Benjang adalah seni pertunjukan yang memadukan unsur pencak silat, musik tradisional (gendang penca), dan atraksi adu kekuatan fisik yang menyerupai gulat tradisional. Dalam panggung-panggung rakyat, Benjang tampil dengan musik yang menghentak, penari yang mengenakan kostum mencolok, serta gaya bertarung yang memikat perhatian penonton.
Namun di balik itu semua, Benjang bukan sekadar hiburan. ia adalah simbol kearifan lokal masyarakat Tatar Sunda, khususnya di wilayah Bandung Timur seperti Ujungberung, Cibiru, hingga kawasan Cipadung.
Sejarah Benjang berakar pada praktik-praktik adat masyarakat Sunda yang berkaitan dengan keselamatan dan pengusiran bala. Kata Benjang sendiri diduga berasal dari kata bengang atau benjol, merujuk pada bentuk fisik setelah pertarungan, atau juga berasal dari kata beungeut jangkung (wajah tinggi), yang merujuk pada figur badut Benjang berkepala besar.

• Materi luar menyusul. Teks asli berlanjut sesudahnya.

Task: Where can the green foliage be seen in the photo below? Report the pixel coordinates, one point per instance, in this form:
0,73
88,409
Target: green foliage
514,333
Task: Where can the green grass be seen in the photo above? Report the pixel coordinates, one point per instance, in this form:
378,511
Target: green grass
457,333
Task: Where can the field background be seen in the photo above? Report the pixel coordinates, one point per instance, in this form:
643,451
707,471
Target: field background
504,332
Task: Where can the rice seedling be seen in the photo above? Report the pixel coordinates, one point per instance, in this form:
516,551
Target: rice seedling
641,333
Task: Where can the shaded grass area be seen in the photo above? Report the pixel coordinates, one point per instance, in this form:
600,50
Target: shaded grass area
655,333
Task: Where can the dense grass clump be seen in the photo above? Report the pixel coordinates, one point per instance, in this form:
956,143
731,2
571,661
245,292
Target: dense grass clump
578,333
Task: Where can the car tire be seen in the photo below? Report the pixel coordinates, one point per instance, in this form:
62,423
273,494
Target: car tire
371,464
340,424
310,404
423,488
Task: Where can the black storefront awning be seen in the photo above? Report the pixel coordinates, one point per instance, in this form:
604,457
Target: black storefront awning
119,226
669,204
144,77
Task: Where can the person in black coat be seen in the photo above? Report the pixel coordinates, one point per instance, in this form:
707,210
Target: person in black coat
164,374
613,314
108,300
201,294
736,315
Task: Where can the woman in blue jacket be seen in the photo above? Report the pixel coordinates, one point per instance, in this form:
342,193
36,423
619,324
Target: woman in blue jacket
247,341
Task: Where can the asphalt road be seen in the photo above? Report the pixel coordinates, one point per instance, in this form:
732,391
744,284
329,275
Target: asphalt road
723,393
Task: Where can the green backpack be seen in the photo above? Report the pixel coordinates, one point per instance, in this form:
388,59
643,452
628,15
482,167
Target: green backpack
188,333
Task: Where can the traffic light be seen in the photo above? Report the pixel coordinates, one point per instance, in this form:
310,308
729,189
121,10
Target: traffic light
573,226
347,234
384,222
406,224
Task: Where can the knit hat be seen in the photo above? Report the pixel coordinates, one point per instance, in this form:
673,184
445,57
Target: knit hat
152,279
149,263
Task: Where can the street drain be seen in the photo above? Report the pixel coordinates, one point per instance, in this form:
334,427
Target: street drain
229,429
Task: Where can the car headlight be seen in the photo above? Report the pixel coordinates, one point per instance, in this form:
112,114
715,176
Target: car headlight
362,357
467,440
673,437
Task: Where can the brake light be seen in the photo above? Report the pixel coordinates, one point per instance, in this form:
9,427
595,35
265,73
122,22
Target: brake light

Pada awal kemunculannya, Benjang tidak dimainkan sembarangan. Ia menjadi bagian dari upacara ruwatan, yaitu ritual tolak bala untuk menolak nasib buruk dan menyucikan desa dari gangguan gaib. Dalam konteks tersebut, pertunjukan Benjang dilakukan oleh para jawara atau tokoh adat yang memiliki kemampuan spiritual dan beladiri tinggi. Mereka melakukan atraksi semacam adu tenaga bukan untuk tontonan, melainkan sebagai simbol perlawanan terhadap energi negatif.
Saat ini perubahan zaman dan melunaknya nilai-nilai spiritual masyarakat menjadi penyebab Benjang mulai mengalami pergeseran fungsi. Dari yang semula sakral, Benjang mulai dipertontonkan di ruang-ruang publik sebagai hiburan, terutama saat hajatan, sunatan, hingga peringatan hari besar nasional.
Namun begitu, unsur bela diri dan nilai-nilai etika tetap dipertahankan. Pencak silat sebagai pondasi utama Benjang tidak pernah dilepaskan, bahkan menjadi pusat dari pertunjukan itu sendiri.
Salah satu titik penting dalam popularitas Benjang adalah di era 1980-an hingga awal 2000-an, ketika kelompok-kelompok kesenian rakyat di wilayah Bandung Timur mulai kembali menghidupkan kesenian tradisional. Kelompok seni seperti Sanggar Ligar Hurip dan komunitas pencak silat di daerah Ujungberung menjadi pelopor dalam menggabungkan unsur penca, musik, dan pertunjukan Benjang yang lebih “modern” namun tetap menghormati nilai-nilai leluhur.
Ciri khas paling mencolok dari Benjang adalah kehadiran badut berkepala besar dan tubuh tambun yang menjadi ikon pertunjukan ini. Badut Benjang bukan hanya penghibur, tapi juga memiliki filosofi tersendiri. Sosoknya mewakili karakter rakyat kecil yang ceria, tangguh, dan berani meski tampak jenaka. Tak heran jika anak-anak sangat tertarik dengan figur badut Benjang, bahkan hingga kini dijadikan maskot dalam berbagai acara budaya di wilayah Bandung.
Kini, tantangan terbesar seni Benjang bukan lagi kekuatan fisik, melainkan kekuatan untuk bertahan di tengah arus globalisasi. Namun semangat masyarakat Bandung Timur untuk melestarikan tradisi ini tetap menyala. Kegiatan festival Benjang, pelatihan seni bela diri pencak silat berbasis sekolah, hingga masuknya Benjang dalam kurikulum muatan lokal, menjadi bukti bahwa tradisi ini belum akan punah.
Upaya digitalisasi dokumentasi pertunjukan Benjang juga mulai dilakukan oleh pegiat budaya muda. Mereka merekam, mempublikasikan, dan mendistribusikan pertunjukan Benjang di platform media sosial, agar generasi baru tidak melupakan akar budayanya.
Benjang bukan hanya seni bela diri atau hiburan rakyat biasa. Ia adalah narasi hidup masyarakat Sunda yang merekam jejak spiritual, sosial, dan estetika warganya dari masa ke masa. Dalam tiap pukulan gendang dan gerak silatnya, tersimpan sejarah panjang perjuangan budaya lokal yang terus tumbuh meski zaman terus berubah. Bandung Timur patut bangga, karena lewat Benjang, mereka masih punya alasan untuk berdiri tegak sebagai penjaga tradisi.